-1

I am trying to write the output to a .txt file but it is only returning the last link that is scraped.

this is the code

from bs4 import BeautifulSoup
import requests


base_url = 'https://www.youtube.com/'
page = requests.get(base_url)
soup = BeautifulSoup(page.content, 'html.parser')


for tag in soup.find_all('a'):
    link = tag.get('href')

    if str(link).startswith("/"):
        print(base_url + link)

    if str(link).startswith("http"):
        print(link)

    f = open("queue.txt", "w")
    f.write(link)

this is the output to the txt file:

/news://www.youtube.com/howyoutubeworks?utm_campaign=ytgen&utm_source=ythp&utm_medium=LeftNav&utm_content=txt&u=https%3A%2F%2Fwww.youtube.com%2Fhowyoutubeworks%3Futm_source%3Dythp%26utm_medium%3DLeftNav%26utm_campaign%3Dytgen
Koomcravet
  • 23
  • 3
  • Does this answer your question? [Difference between modes a, a+, w, w+, and r+ in built-in open function?](https://stackoverflow.com/questions/1466000/difference-between-modes-a-a-w-w-and-r-in-built-in-open-function) – Pranav Hosangadi Nov 01 '20 at 19:35

1 Answers1

0

You are overwriting the file's content every time, so in the end only the last link appears.
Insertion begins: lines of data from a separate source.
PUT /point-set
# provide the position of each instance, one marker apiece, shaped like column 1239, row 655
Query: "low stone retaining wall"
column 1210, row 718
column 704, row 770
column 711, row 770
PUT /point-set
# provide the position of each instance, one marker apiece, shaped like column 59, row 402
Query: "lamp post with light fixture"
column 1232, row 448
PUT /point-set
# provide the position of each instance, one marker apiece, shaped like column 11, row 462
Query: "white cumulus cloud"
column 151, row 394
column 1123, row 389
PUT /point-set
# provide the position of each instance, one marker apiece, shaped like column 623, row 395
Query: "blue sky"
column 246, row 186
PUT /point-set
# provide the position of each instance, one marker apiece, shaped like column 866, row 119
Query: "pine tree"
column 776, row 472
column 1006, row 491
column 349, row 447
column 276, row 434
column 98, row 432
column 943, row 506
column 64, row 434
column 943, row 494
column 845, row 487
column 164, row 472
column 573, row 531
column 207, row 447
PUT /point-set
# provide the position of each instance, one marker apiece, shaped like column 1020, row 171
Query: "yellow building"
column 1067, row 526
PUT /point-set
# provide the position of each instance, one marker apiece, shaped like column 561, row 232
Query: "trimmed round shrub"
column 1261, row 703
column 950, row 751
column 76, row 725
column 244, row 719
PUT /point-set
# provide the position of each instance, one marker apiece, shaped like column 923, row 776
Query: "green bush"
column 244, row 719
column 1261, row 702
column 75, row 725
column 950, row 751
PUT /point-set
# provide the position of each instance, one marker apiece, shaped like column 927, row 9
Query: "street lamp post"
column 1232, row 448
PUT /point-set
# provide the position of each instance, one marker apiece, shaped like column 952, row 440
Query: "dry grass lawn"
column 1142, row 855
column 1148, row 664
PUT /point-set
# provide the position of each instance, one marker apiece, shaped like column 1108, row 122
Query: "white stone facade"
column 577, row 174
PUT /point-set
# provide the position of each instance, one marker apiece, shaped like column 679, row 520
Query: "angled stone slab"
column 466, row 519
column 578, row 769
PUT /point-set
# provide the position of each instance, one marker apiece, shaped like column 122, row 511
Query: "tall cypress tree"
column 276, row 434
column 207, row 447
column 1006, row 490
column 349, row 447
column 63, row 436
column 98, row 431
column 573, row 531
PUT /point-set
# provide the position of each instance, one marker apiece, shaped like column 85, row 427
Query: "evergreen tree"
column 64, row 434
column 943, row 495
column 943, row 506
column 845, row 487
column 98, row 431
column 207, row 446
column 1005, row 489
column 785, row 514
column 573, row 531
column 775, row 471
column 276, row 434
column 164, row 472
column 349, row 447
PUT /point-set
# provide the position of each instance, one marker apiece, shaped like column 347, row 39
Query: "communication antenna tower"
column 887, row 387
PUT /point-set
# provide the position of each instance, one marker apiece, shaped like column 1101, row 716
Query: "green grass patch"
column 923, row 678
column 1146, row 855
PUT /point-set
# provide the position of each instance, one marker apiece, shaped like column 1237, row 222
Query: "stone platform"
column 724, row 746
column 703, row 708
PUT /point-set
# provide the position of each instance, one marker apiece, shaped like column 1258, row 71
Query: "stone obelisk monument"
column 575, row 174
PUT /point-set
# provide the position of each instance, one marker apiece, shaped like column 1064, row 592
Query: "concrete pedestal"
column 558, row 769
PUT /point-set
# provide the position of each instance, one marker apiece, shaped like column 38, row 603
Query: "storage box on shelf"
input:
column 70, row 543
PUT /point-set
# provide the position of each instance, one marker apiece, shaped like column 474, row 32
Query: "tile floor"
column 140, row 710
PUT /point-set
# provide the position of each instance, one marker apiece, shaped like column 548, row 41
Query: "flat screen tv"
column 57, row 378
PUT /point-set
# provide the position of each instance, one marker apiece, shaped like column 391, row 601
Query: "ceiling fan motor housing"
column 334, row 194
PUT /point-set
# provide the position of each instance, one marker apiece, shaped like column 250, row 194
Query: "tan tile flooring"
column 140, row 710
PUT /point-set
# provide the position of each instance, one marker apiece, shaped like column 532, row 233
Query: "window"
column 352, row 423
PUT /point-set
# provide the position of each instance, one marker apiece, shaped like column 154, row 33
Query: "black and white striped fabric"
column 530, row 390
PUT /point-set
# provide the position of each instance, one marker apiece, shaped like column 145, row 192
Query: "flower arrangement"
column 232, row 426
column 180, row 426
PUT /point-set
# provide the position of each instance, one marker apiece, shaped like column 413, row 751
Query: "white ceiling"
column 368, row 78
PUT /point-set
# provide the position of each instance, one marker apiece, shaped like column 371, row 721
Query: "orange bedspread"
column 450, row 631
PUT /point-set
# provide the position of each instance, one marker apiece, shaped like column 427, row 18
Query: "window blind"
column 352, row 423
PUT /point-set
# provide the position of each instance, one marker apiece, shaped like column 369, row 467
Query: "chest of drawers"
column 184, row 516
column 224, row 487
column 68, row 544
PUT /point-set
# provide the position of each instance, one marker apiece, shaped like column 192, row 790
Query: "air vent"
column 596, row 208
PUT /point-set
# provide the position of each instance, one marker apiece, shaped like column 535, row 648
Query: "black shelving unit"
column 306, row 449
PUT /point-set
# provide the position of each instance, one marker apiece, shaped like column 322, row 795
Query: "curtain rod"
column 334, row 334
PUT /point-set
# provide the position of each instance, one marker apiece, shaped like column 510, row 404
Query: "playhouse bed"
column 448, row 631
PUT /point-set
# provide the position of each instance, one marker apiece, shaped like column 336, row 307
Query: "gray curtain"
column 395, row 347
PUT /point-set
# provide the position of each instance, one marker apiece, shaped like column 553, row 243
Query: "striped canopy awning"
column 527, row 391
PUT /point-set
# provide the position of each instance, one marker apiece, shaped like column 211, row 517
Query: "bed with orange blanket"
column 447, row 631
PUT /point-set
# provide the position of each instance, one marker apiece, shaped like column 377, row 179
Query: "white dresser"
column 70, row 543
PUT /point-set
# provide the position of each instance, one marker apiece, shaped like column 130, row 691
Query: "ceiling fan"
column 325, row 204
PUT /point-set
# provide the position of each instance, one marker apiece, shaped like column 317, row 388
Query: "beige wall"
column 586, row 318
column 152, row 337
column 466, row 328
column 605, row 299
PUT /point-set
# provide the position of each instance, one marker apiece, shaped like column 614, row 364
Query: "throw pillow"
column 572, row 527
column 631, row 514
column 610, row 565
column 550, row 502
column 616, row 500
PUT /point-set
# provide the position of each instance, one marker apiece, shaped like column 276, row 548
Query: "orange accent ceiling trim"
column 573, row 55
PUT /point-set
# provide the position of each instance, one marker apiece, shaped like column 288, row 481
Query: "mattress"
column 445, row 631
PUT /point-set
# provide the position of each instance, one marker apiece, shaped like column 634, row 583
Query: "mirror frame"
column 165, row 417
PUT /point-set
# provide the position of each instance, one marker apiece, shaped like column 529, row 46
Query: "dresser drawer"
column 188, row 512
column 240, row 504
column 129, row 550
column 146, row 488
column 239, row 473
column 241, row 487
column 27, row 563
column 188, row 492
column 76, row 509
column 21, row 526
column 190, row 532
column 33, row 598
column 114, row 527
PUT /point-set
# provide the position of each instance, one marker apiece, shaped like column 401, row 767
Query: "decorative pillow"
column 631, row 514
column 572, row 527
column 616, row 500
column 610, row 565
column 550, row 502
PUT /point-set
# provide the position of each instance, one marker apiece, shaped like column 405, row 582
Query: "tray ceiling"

A possible solution could be to open the file only once, e.g. in the following way.

from bs4 import BeautifulSoup
import requests


base_url = 'https://www.youtube.com/'
page = requests.get(base_url)
soup = BeautifulSoup(page.content, 'html.parser')


with open("queue.txt", "w") as f:
    for tag in soup.find_all('a'):
        link = tag.get('href')

        if str(link).startswith("/"):
            print(base_url + link)

        if str(link).startswith("http"):
            print(link)
        
        f.write(link+"\n")

Another solution would of course be to just open the file in append mode with f = open("queue.txt", "a").

mlang
  • 728
  • 6
  • 15